You know you're one of them. Please, just admit it.
You see someone famous kissing someone who is not their spouse in Starbucks, and your first instinct is to whip out your cell phone and shoot the video in an act of star-flagellation. You see someone take a pratfall or merely pick their nose with their thumb, and you're all over them with video evidence. How else can you yuck up life with your friends?
I am delighted, therefore, to bring you (semi-)scientific proof that you are one of 50 percent of the American population: the Cell Phone Video Spy club.
Research carried out (in secret, no doubt) by Harris Interactive shows that you Cell Phone Smileys would think nothing of filming the most embarrassing, the most excruciating and, of course, the most sexy life episodes.
The survey was performed on behalf of Qumu, which seems to be a company that provides-- yes, truly-- businesses with platforms for video.
Please try guessing what people's favorite secret video imagining might be? This research claims that the respondents would have the fewest qualms shooting, um, "people in embarrassing outfits."
Why on earth should that be filmed in secret, one wonders? Most people who wear embarrassing outfits don't think they're embarrassing. They think they're Gucci, Dolce and Gabbana, or The Very Same Dress That Kate Middleton Wore Last Week. Or whatever she's called these days.
Are people really so small as to wish to secretly shoot someone in embarrassing clothes? (Well, yes.)
The second notion that seems to excite the Cell Phone Smileys involves athletes at sporting events. But again, athletes at sporting events expect to be filmed. They are there to be filmed. They live to be filmed. Why the need for secrecy? Has our national paranoia become so great that we have become entirely closeted human beings?
I have always been concerned that America is far more comfortable with violence than, say, sex. This survey does nothing to disabuse me of that notion.

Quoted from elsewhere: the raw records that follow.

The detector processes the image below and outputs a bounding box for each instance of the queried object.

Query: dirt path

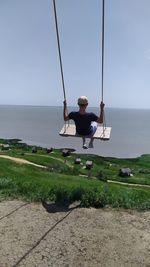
[0,155,46,169]
[0,201,150,267]
[0,155,150,188]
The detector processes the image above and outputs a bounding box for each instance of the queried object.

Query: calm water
[0,106,150,157]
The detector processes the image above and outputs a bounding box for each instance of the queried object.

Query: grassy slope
[0,139,150,209]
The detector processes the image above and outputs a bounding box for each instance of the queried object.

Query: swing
[53,0,111,140]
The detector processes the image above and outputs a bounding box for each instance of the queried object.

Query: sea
[0,105,150,158]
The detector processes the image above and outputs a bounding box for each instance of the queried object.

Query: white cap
[78,96,88,105]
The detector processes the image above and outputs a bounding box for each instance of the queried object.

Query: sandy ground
[0,201,150,267]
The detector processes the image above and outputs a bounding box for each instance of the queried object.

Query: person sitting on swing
[63,96,105,149]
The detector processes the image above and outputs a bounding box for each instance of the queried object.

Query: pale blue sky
[0,0,150,108]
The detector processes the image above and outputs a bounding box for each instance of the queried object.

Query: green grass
[0,139,150,209]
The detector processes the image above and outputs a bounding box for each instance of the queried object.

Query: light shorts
[76,121,98,138]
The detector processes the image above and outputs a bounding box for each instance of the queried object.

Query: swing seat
[59,124,111,140]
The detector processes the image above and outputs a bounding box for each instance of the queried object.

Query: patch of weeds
[0,177,16,189]
[81,189,107,208]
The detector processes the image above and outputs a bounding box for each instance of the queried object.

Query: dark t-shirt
[68,111,98,135]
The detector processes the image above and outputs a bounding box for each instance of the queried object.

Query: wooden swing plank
[59,124,111,140]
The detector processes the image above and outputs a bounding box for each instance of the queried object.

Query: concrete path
[0,200,150,267]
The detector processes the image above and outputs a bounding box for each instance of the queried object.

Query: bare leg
[89,137,94,148]
[89,122,98,148]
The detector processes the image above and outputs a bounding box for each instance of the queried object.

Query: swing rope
[101,0,106,132]
[53,0,66,101]
[53,0,106,132]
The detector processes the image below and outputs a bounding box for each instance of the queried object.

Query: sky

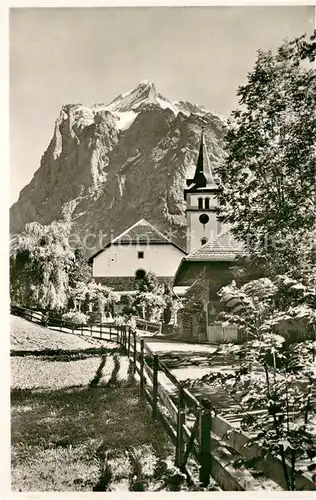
[9,5,315,203]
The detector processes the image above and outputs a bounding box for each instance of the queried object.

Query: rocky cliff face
[10,81,225,255]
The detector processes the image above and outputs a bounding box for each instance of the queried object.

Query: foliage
[62,311,88,325]
[196,276,316,490]
[218,30,316,273]
[163,284,183,325]
[133,271,166,321]
[135,271,162,294]
[70,280,119,313]
[134,292,166,321]
[120,294,136,315]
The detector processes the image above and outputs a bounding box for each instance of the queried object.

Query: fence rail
[11,306,316,491]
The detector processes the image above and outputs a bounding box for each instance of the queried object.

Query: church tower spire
[184,127,221,252]
[187,127,217,189]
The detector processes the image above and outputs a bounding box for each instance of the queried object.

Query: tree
[133,271,166,321]
[10,218,118,313]
[194,276,316,490]
[218,34,316,273]
[10,221,75,311]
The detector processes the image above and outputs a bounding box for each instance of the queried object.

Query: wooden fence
[11,306,316,491]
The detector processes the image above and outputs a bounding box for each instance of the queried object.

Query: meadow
[11,317,186,491]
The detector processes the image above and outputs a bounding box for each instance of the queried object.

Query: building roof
[173,230,244,286]
[89,219,187,262]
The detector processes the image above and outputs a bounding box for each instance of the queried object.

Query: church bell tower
[184,128,221,253]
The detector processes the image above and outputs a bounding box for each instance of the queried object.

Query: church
[173,130,243,343]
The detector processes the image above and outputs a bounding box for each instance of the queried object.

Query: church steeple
[186,127,217,191]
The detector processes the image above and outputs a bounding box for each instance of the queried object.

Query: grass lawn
[11,318,178,491]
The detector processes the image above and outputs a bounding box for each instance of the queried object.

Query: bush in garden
[193,276,316,490]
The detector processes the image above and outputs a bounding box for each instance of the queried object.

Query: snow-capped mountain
[10,81,225,254]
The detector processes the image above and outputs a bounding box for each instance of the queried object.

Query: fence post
[139,339,145,394]
[153,354,159,420]
[175,386,185,467]
[133,332,137,374]
[199,399,212,487]
[127,327,131,357]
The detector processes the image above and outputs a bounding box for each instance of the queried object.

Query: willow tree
[10,220,88,311]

For among the more popular responses were that people would cheerily shoot secret cell phone videos of "a sexy waitress in a restaurant," "a shirtless hunk mowing the lawn," or-- are you sure you're ready for this?-- "cheerleaders."
And in seventh place was something so twisted, so perverted, so totally inhuman that I am not sure I should reveal it. But I will: "Boss or co-worker sneaking a second doughnut."

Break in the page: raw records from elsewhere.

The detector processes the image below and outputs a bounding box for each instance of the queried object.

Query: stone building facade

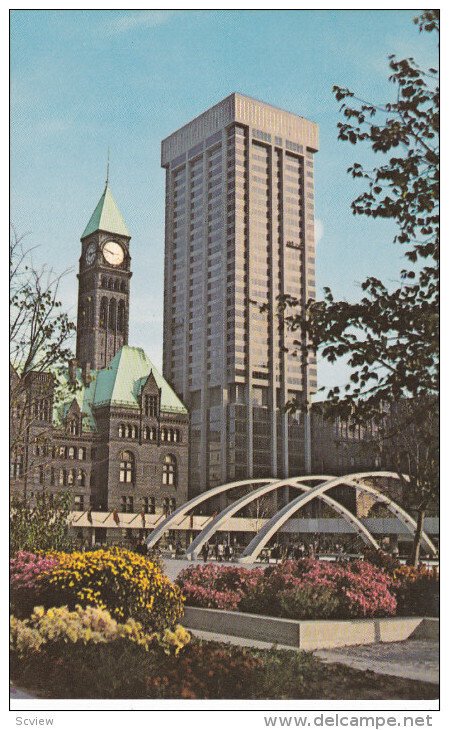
[10,185,189,540]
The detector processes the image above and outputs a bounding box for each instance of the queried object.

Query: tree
[9,227,75,492]
[378,396,439,565]
[279,10,439,562]
[10,492,71,554]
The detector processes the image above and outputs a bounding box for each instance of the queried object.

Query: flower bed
[176,558,438,619]
[11,638,438,700]
[11,548,183,631]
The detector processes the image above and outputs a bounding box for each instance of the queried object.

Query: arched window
[162,454,176,487]
[109,299,117,330]
[117,302,125,332]
[87,297,94,325]
[143,497,156,515]
[11,450,23,479]
[100,297,108,330]
[68,417,80,436]
[119,451,135,484]
[42,398,50,421]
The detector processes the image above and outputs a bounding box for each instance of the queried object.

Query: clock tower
[76,181,132,370]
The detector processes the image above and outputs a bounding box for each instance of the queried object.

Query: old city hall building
[11,183,189,540]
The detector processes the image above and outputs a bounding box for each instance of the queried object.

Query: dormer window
[68,417,80,436]
[145,395,159,418]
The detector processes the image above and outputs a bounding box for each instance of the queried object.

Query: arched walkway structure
[186,475,379,560]
[147,477,274,547]
[239,472,436,563]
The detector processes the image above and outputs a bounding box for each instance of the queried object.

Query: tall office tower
[162,94,318,494]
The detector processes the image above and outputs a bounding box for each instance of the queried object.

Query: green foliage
[32,547,183,631]
[10,492,71,554]
[279,11,439,421]
[279,585,343,621]
[11,639,438,700]
[272,10,440,562]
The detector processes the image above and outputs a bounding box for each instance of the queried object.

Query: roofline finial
[106,147,109,187]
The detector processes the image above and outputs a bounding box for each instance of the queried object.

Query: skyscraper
[162,94,318,493]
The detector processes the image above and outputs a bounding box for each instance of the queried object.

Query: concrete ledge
[182,606,439,651]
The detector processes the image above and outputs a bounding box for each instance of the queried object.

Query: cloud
[105,10,173,35]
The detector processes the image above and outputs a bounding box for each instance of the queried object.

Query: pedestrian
[218,542,224,563]
[200,542,209,562]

The survey didn't stop there. These Qumu people also wanted to know whether Americans would like to see co-workers post these sad, YouTubey cell phone videos on the company intranet or shared-files server. Of course they would. A persuasive 57 percent would allegedly adore this.

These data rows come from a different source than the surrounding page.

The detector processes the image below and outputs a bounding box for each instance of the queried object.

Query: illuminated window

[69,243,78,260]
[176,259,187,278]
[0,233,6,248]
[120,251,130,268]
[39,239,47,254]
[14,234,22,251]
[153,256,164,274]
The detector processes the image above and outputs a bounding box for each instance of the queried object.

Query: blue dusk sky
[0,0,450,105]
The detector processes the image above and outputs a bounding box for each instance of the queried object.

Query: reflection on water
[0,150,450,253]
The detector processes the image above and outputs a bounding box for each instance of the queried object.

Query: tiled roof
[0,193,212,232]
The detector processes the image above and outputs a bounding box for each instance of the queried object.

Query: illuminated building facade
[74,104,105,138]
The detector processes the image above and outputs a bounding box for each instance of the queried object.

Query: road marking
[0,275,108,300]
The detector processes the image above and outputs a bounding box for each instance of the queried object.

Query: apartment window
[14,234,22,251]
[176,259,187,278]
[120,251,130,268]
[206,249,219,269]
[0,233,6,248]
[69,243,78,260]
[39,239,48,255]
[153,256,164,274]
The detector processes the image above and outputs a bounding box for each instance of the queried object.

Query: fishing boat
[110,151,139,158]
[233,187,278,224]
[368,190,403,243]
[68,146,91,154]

They would especially adore it, if the videos were of a co-worker being on the receiving end of a prank. Or, sigh, someone imitating the boss.
You will collapse with one serious emotion or another when you hear that Ray Hood, CEO of Qumu, is there to help workers get the full enjoyment from their Cell Phone Smileyism.
For, in a press release, he offered: "It's becoming critical for corporations to provide employees with an easy-to-use video platform that can manage the video-sharing process."
Yes, it's absolutely critical. Rather like, some might think, the mental state of the 50 percent of Americans that believes surreptitious filming is an indicator of a vibrant soul.
However, one has to find a positive note to counteract this desperation. Here it is: It just might be that someone films you doing something very silly. They then post it to YouTube. The world loves it so much that you become a meme, a star, famous beyond your brightest imaginings.
Letterman calls. So does Leno. Conan O'Brien attempts to mimic you (badly). You are asked to be a guest judge on "The X Factor" (it needs the publicity). And all this because someone secretly filmed you making out with a Macy's mannequin. It's worth it, no?